На этом «заседатели» кончают свой «базар». Человек сто разгоняют прикладами.
- Эй, вы, проклятая контра! смывайтесь пока целы!., расходись до другого раза...
«Контра» не заставляет себя просить дважды. Толкая друг друга, в припрыжку и без таковой, быстро исчезает, не стараясь уяснить смысл происшествия.
- Что, браток, в Тюмень подался? – спрашивает меня родственник по дороге.
- Не, в Ставрополь, к жене... - говорю я простецким языком.
За первым стаканом он мне подмигивает и называет роту, которой я когда-то командовал. И тогда мне становится все ясным: это - один из моих солдат, с которыми я делился ложкой, табаком и жизнью, с кото- рыми бежал на вражьи окопы, побеждал и отступал, радовался и горевал. Я знаю, что это не забывается, что он действительно мой кровный браток...
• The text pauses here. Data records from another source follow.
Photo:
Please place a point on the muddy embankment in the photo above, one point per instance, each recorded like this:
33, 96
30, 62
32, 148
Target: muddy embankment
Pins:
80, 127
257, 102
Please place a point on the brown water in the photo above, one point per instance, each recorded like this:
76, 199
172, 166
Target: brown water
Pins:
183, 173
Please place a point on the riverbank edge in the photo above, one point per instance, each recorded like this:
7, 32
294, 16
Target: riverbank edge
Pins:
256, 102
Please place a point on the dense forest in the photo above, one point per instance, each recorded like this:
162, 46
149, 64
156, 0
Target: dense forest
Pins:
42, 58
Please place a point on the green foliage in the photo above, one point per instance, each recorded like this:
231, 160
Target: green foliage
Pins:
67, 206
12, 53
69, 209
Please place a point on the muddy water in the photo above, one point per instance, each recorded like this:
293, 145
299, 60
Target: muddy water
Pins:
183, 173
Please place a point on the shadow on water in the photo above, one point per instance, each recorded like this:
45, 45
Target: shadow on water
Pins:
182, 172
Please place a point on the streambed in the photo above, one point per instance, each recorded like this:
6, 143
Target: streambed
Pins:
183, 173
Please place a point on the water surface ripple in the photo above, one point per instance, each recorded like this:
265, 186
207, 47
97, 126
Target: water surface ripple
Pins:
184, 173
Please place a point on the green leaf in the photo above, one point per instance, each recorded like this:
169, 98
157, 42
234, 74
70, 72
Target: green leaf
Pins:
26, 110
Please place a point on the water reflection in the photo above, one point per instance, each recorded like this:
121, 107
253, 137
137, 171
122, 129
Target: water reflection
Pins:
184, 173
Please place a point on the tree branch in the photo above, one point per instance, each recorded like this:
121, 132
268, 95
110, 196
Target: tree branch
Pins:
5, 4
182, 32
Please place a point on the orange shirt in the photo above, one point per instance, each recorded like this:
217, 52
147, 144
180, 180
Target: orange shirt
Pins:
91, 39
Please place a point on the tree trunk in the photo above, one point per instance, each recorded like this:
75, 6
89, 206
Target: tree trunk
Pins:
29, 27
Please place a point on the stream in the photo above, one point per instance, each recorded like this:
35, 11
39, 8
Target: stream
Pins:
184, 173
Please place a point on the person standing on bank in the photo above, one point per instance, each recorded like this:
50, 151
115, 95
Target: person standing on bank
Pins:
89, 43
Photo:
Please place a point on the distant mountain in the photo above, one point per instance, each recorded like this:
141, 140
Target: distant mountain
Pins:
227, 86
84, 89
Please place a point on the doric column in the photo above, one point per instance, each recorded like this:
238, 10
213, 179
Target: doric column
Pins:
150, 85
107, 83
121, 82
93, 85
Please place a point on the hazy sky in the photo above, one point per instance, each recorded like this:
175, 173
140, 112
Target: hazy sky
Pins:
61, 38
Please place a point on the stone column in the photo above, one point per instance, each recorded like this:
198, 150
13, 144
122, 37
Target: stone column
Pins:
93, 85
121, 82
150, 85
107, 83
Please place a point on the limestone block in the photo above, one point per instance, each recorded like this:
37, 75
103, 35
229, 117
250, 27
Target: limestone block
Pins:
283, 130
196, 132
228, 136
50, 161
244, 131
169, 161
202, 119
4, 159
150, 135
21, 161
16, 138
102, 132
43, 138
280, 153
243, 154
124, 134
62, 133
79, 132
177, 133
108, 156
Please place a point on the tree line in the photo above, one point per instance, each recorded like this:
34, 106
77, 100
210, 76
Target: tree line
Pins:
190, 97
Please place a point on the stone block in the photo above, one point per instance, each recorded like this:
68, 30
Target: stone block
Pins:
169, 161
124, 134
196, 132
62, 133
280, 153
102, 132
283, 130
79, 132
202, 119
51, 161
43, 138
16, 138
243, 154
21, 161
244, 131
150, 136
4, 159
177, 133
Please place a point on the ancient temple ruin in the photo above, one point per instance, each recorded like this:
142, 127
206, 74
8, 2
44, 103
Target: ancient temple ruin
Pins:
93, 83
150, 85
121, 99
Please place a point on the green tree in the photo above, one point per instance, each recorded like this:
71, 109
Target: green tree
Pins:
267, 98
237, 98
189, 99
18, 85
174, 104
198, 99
Мы едим мясо, пьем водку, закусываем огурцами и говорим, говорим без конца. Все мы уже друзья. И я, незлобивый, принимаю пожатья их рук - «тоже защищавших Родину» и теперь думающих, что служат ей -рук, только что творивших убийство.
Они знают, что это не правильно, но уверены - это надо делать, чтобы не было еще неправильней. Какое-то объяснение, не оправдание, у них есть.
- Что мы без креста, что ли! - говорит один, ударяя себя в грудь. - Не опорками щи хлебаем, понятие хрестьянское имеем...
Мне уже предлагают возглавить трибунал. И во хмелю я уже вижу себя в роли спасителя человеческих жизней. - Большая завидная роль! Но я этого не могу делать, потому что на войне практиковался на другом уничтожении. Всегда лучше оставаться при своем ремесле.